Ville de Nagoya, aujourd’hui.
Le soleil était assez haut dans le ciel pour une journée du mois d’avril se dit Kiusuke en levant les yeux. Sa chaleur lui réchauffait le visage. Il ferma les paupières et se laissa caresser par les rayons du soleil. Il sourit.
Une légère brise le sortit de sa rêverie. Il était temps de se remettre en route. Rajustant le col de sa veste, il marcha d’un pas décidé. Se trouvant à l’entrée du parc de Tsuruma, il jeta un coup d’œil rapide à sa montre. 14h00. Il avait 30 minutes pour trouver le point de rendez-vous qu’ils s’étaient fixé. Aucun problème. Il serait en avance. Après tout, il connaissait très bien ce parc pour l’avoir exploré en long et en large dans sa jeunesse, à la recherche de je ne sais quel trésor enfoui ou d’un passage secret encore inconnu.
Il regarda de nouveau la montre à son poignet. Aucun problème. Il aura même le temps de flâner en chemin. Il mit les mains dans les poches de son jean, respira profondément, le libérant de toutes les tensions que son corps fin endurait. Il s’avança à la rencontre du portail noir, grand ouvert devant lui, comme s’il lui tendait les bras pour lui dire « Viens ! ». Cette image lui fit décrocher un léger sourire.

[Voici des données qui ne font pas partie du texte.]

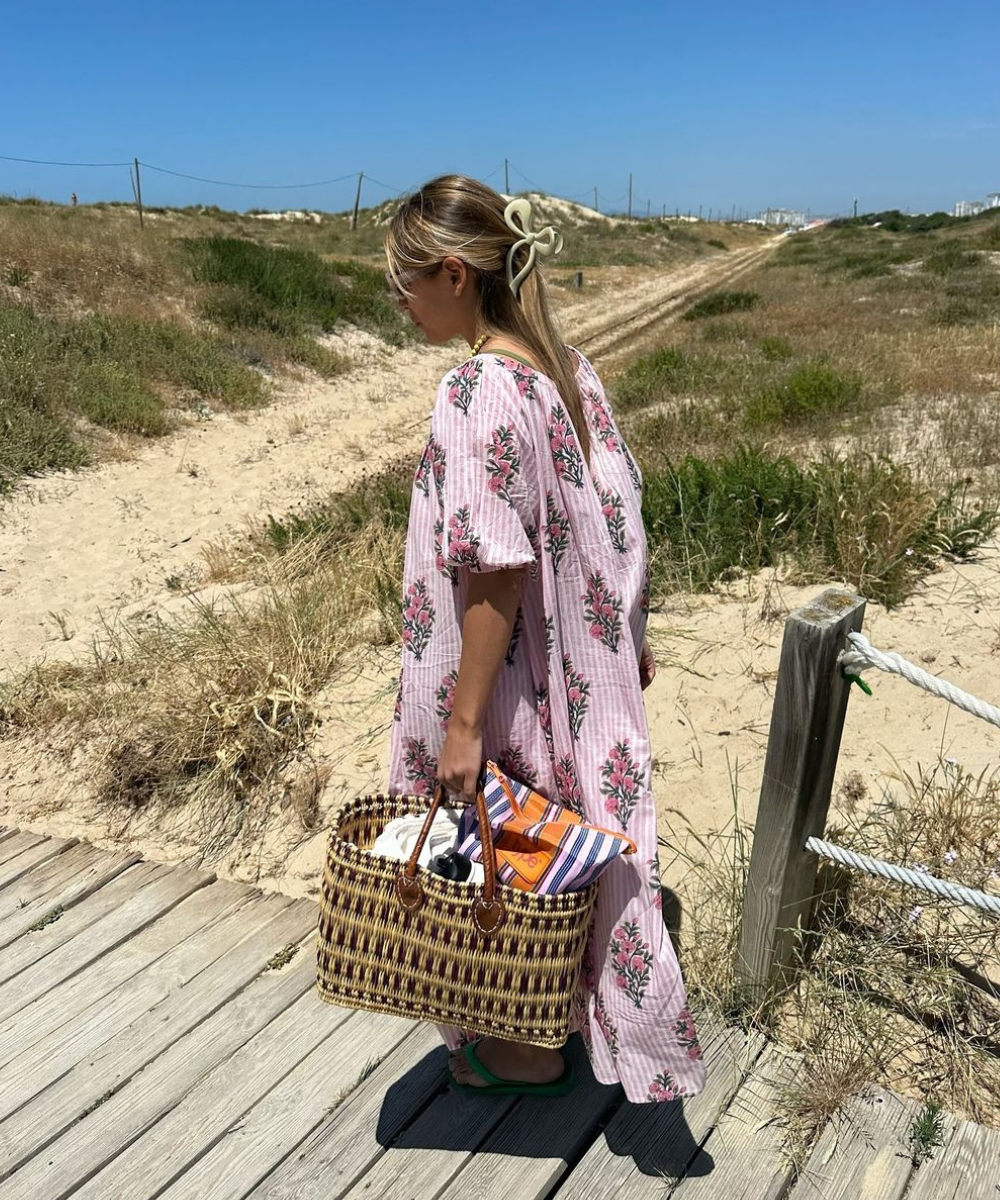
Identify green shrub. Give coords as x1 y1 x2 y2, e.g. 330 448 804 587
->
71 362 173 437
642 445 1000 606
615 346 693 412
745 362 862 428
760 337 792 362
184 236 407 343
923 241 982 275
684 292 761 320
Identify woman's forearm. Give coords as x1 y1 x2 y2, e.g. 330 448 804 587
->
451 568 523 733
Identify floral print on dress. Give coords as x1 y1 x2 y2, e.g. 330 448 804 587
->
649 1070 684 1104
448 506 479 566
486 425 521 508
581 571 622 654
388 355 705 1103
497 743 538 787
403 738 437 796
623 450 642 494
448 359 483 416
435 521 459 587
555 755 583 816
594 480 628 554
547 403 583 487
600 742 645 829
563 654 591 742
534 688 556 758
585 389 621 454
497 355 538 400
503 606 525 667
435 671 459 730
673 1008 701 1058
594 992 618 1058
545 492 569 575
402 578 435 662
545 612 556 659
611 920 653 1008
413 433 444 498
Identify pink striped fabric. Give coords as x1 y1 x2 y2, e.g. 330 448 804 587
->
457 762 636 895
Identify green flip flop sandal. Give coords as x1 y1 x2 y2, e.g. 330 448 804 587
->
448 1042 575 1096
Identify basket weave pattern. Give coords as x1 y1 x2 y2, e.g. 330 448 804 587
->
317 794 598 1046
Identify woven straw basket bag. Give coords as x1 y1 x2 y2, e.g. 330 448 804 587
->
317 787 599 1046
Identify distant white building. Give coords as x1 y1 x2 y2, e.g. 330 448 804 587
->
758 209 806 229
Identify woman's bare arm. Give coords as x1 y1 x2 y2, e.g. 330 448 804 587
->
438 568 523 798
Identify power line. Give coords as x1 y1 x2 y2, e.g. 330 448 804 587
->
138 162 357 191
362 175 403 196
0 154 132 169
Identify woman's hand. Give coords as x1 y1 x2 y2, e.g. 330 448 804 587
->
639 637 657 691
437 716 483 800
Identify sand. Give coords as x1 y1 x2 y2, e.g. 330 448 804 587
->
0 257 1000 895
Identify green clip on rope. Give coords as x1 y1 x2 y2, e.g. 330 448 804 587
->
844 671 872 696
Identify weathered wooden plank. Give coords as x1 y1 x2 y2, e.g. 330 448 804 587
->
437 1037 623 1200
0 864 215 1020
0 842 143 948
789 1087 920 1200
0 881 261 1099
64 994 352 1200
0 863 170 988
559 1016 764 1200
342 1065 517 1200
247 1025 448 1200
667 1046 795 1200
738 588 864 996
0 898 319 1200
157 1013 413 1200
906 1121 1000 1200
0 829 47 864
0 838 79 893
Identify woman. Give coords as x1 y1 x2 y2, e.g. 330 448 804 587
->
385 175 703 1102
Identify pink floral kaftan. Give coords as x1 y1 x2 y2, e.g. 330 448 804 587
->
389 354 705 1102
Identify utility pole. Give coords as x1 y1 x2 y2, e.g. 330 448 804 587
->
351 172 365 229
136 158 143 229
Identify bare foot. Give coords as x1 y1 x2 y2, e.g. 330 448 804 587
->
448 1038 565 1087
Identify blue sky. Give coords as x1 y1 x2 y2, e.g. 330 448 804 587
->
0 0 1000 215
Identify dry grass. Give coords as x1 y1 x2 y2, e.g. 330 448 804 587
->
661 760 1000 1162
0 533 401 859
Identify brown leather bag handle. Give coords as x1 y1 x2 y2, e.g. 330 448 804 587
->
396 784 507 937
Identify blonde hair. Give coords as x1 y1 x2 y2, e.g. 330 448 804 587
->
385 175 591 462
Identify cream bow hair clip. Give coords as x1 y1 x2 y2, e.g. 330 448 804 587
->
503 196 563 299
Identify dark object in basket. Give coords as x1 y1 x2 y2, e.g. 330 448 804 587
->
427 850 472 883
317 788 599 1048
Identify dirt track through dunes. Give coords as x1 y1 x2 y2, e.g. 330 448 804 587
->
0 246 770 672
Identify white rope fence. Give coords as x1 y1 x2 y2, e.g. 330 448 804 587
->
806 634 1000 916
806 838 1000 916
840 634 1000 728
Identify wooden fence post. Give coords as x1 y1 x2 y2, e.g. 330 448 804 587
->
737 588 866 1000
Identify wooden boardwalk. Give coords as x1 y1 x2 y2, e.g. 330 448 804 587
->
0 830 1000 1200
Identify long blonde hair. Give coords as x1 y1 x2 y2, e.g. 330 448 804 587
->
385 175 591 461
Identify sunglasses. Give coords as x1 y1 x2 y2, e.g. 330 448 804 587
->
385 263 441 307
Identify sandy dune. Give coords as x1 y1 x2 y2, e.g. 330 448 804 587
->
0 248 1000 894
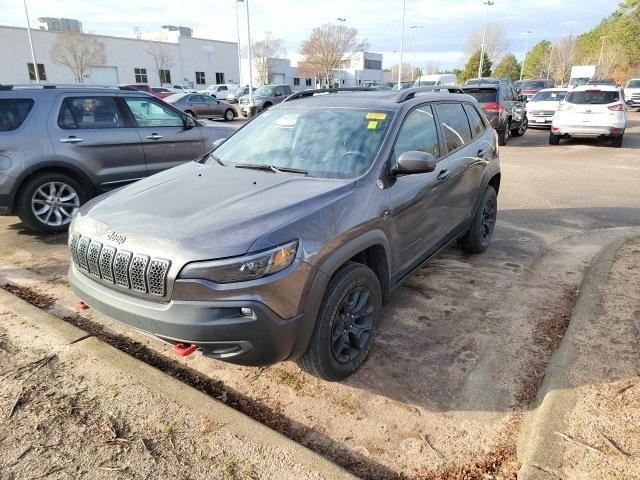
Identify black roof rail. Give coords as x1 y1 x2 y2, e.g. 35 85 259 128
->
283 87 384 102
0 83 137 91
396 85 464 103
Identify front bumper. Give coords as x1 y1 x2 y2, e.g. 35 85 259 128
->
69 264 303 366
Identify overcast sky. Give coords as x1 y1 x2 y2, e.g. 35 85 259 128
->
0 0 618 68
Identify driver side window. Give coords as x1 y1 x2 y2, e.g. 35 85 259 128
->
392 105 440 163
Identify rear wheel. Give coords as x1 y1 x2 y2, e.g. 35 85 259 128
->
459 186 498 253
16 173 87 233
298 262 382 381
511 116 529 137
549 132 560 145
611 135 623 148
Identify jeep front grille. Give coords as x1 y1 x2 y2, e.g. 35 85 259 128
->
69 233 171 297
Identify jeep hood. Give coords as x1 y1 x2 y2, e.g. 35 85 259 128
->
74 162 355 260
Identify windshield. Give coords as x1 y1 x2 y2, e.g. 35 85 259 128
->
518 82 545 90
567 90 620 105
463 87 498 103
207 107 392 178
531 90 567 102
253 85 273 97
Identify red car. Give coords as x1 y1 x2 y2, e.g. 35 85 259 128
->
122 83 173 99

Ce parc était le plus populaire et le plus ancien de Nagoya. Avec ses rangées de cerisiers en pleine fleuraison, il était devenu le parc le plus visité de la ville. Il attirait les familles pour un pique-nique du dimanche, les jeunes couples pour une déclaration passionnée sous un cerisier en fleur, il apportait une touche de calme et de sérénité.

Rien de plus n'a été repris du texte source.